For the past two years, business news has not stopped talking about the rising price of crude, and as soon as the price rises north of $60, mainstream magazines begin to run doomsday stories about the impending mayhem.
The public's mind has become riveted on every fluctuation at the pump, and the price of a barrel of crude has become as well known as a gallon of milk. With this increasingly scrutinous attention, often the true implications of events are lost in the frenzy.
The recent example of Exxon-Mobil's record profits is a perfect example. The company went to great pains to divert attention away from its phenomenal fourth quarter. Taking measures to diminish the impact of their extraordinary earnings, Exxon-Mobil went as far as running a full page ad in the New York Times highlighting the profit margins of other industries.
What the media frenzy misses however, is the economics of the situation. Oil prices are high because of increased demand from developing countries and the heightened tension in the Middle East. Oil companies have little control over the price that a barrel of oil will fetch.
Exxon-Mobil was able to sell its oil at a higher average price, and thus able to add big numbers to its bottom line. While many other factors such as a relatively lax tax code have helped boost their numbers, reformist cries are exaggerating the problem.
Speculators and oil traders are frequently demonized as the cause of rising prices. However, these parties are actually in the market to make it more efficient, and ultimately make the price of oil more accurate. This wisdom of crowds is frequently counteracted by ham-fisted intervention.

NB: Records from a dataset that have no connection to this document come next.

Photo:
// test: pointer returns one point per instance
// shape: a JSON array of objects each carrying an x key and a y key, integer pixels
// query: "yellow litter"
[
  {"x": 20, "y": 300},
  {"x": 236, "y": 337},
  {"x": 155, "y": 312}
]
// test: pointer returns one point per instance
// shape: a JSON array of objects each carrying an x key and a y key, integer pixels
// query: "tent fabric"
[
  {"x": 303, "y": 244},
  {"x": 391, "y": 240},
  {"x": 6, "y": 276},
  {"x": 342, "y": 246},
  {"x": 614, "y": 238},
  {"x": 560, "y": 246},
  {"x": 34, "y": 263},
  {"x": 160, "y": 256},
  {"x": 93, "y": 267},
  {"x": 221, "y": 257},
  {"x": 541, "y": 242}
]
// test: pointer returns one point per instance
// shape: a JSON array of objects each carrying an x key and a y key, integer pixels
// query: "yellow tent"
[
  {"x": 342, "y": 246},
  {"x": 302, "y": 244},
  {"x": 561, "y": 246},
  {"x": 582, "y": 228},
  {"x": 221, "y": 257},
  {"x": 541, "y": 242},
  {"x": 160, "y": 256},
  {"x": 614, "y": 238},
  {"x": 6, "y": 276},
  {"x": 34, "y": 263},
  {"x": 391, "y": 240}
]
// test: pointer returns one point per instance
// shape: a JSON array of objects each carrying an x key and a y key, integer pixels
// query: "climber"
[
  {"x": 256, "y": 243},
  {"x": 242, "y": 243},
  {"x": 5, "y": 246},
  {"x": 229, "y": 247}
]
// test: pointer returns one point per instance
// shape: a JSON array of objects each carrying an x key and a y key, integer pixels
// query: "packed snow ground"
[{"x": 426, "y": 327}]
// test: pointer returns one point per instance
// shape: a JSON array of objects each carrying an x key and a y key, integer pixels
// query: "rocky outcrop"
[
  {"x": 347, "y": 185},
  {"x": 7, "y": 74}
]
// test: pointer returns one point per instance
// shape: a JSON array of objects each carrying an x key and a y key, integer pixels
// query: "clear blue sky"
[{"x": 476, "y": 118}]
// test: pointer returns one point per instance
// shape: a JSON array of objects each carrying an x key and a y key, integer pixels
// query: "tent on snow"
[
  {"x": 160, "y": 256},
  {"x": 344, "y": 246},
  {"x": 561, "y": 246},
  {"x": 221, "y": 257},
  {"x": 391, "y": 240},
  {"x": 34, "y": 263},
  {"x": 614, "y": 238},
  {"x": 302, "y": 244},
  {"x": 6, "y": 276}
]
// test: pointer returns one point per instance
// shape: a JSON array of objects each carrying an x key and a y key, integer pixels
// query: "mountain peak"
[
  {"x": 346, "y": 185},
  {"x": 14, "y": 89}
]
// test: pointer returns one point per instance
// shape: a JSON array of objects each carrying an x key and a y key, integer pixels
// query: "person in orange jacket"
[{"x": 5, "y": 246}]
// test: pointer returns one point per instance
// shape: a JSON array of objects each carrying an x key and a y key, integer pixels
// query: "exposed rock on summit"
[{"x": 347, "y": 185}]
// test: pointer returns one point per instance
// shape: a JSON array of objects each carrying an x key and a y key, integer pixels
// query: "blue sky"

Current calls for a "windfall profit" tax on Exxon-Mobil are shortsighted. Markets are a reactive mechanism in themselves. If we constantly maintain a policy of reacting to markets and weaving the regulatory web to fit the current situation, hindsight will blind us. What needs to be done is to create a rational legal and political framework which will weather all situations.
One of the most egregious effects of narrow-minded regulation is the amount of profits these oil companies are allowed to make. While people vilify Exxon-Mobil for making money by providing a commodity that people desire, the problem actually lies within the system. Because of meager times under the Clinton administration, oil companies were able to successfully lobby for a number of benefits, such as pumping billions of dollars royalty free.
What makes more sense than another reactive piece of legislation would be the construction of a tax code which allows for flexibility in weaker moments of the business cycle, yet reaps the benefits during prosperous periods.
In addition, more must be done to increase oil efficiency, as opposed to increasing oil quantity. The problem of expensive gasoline will be solved by implementing strong fuel efficiency measures, not by proposed administration measures to free the US from Middle East oil. Nixon made the same promise nearly 25 years ago, and nothing's changed.
America's oil problem is a dubious one that will not be easily solved. However, the only feasible way to address it is to develop long-term solutions. Hasty reactions to record profits or rising gas prices will only further compound the problem in the future.